Panic — makers of the FTP software Transmit and Unison Usenet newsreader — on Monday introduced Coda, a new visual Web site editor for Mac OS X. Coda costs $79.
Coda is billed as “one-window Web development,” created to solve the problem of having to keep a text editor, FTP client and Web browser all open simultaneously while editing a Web site.
Working with a site metaphor, Coda automatically tracks what you’ve changed and publishes it for you. It supports FTP, SFTP, FTP+SSL and WebDAV transfer protocols, so you can upload to a variety of different servers hosting your Web site.
The integrated text editor supports standard Web page editing features like syntax coloring, line numbering, auto completion, block editing and international support. It also integrates the Subetha Engine, so you can collaborate with other users, including those on the same network using Apple’s Bonjour technology.
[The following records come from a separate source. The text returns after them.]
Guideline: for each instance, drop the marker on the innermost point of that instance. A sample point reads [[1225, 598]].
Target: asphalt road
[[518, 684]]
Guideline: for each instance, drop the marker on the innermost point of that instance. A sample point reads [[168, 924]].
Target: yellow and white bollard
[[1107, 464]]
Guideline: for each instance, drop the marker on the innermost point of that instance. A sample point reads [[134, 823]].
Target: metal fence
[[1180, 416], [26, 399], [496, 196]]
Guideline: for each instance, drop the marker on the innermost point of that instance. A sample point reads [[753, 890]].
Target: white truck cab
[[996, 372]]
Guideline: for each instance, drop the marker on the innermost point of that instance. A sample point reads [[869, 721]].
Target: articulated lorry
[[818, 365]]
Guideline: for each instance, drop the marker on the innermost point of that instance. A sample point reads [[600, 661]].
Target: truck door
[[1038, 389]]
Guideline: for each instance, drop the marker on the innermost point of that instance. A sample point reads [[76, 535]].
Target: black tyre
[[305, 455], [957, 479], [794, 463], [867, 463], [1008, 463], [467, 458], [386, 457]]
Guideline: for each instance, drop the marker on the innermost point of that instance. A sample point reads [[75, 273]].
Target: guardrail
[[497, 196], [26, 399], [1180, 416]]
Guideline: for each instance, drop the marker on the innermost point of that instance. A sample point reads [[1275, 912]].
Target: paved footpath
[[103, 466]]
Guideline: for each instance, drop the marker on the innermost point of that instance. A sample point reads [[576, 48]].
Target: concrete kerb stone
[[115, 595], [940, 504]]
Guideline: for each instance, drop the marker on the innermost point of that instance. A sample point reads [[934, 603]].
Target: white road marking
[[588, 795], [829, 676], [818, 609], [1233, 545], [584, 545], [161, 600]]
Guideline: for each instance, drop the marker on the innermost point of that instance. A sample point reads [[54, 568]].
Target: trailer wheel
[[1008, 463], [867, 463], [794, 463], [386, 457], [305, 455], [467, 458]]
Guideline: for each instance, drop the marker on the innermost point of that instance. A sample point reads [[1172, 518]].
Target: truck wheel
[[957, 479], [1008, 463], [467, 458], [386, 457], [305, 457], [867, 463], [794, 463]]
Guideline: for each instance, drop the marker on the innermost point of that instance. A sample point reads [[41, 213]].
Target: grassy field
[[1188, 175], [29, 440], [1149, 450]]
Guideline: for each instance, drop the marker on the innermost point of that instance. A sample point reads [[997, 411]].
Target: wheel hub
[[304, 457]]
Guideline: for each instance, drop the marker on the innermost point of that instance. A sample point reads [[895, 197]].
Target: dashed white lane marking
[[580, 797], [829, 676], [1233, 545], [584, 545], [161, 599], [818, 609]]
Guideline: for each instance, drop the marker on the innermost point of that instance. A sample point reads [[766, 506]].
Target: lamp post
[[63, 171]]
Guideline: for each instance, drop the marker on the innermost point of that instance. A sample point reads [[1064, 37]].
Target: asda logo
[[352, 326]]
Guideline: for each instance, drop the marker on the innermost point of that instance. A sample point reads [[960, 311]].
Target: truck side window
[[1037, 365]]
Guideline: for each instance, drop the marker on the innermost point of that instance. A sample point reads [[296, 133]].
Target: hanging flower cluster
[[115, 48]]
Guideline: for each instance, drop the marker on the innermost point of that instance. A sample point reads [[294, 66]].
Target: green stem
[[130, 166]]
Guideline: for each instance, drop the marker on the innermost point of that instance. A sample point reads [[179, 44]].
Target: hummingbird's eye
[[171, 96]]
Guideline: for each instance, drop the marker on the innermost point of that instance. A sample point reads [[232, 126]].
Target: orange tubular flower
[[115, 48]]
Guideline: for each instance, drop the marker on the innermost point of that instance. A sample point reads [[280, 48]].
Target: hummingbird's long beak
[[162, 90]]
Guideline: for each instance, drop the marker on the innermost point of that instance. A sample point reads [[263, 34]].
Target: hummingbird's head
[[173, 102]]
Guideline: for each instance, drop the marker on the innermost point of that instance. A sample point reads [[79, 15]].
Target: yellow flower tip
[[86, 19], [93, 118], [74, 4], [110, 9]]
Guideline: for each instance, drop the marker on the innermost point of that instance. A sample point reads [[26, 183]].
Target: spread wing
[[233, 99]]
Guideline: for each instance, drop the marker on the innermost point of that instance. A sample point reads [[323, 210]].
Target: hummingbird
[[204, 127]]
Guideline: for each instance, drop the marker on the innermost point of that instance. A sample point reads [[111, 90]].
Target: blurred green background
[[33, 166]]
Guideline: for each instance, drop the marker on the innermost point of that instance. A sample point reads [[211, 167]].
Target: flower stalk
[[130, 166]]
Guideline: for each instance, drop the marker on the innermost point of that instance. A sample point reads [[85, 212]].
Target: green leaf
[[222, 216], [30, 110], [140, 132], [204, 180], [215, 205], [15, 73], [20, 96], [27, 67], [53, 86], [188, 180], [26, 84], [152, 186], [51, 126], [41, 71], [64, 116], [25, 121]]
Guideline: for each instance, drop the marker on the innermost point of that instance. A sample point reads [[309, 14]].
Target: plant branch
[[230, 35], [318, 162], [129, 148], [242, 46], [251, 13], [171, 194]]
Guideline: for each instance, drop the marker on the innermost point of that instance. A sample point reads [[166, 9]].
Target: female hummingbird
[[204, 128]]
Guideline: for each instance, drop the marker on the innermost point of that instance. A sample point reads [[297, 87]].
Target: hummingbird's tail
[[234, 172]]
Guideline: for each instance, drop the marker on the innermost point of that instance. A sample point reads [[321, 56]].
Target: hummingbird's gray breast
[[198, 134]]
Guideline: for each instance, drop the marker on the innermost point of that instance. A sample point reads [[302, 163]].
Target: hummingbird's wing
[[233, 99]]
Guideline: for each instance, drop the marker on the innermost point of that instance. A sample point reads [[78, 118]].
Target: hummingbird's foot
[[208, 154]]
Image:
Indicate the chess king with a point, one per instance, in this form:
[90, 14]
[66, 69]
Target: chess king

You can also plug in frequently used text clips, or find and replace text using drag and drop.
Coda sports a built-in Cascading Style Sheet editor so you can design layouts without having to rely on an outside application; Visual Mode lets you piece together your style sheets point-and-click style, while Text Mode supports full-blown text editing of style sheets. Other features include built-in terminal access and a built-in reference guide: The Web Programmer’s Desk Reference.
Normally priced at $99, Coda costs $79. Registered users of Transmit 3 can get a $10 discount.
System requirements call for Mac OS X v10.4 or later. Coda is a Universal binary.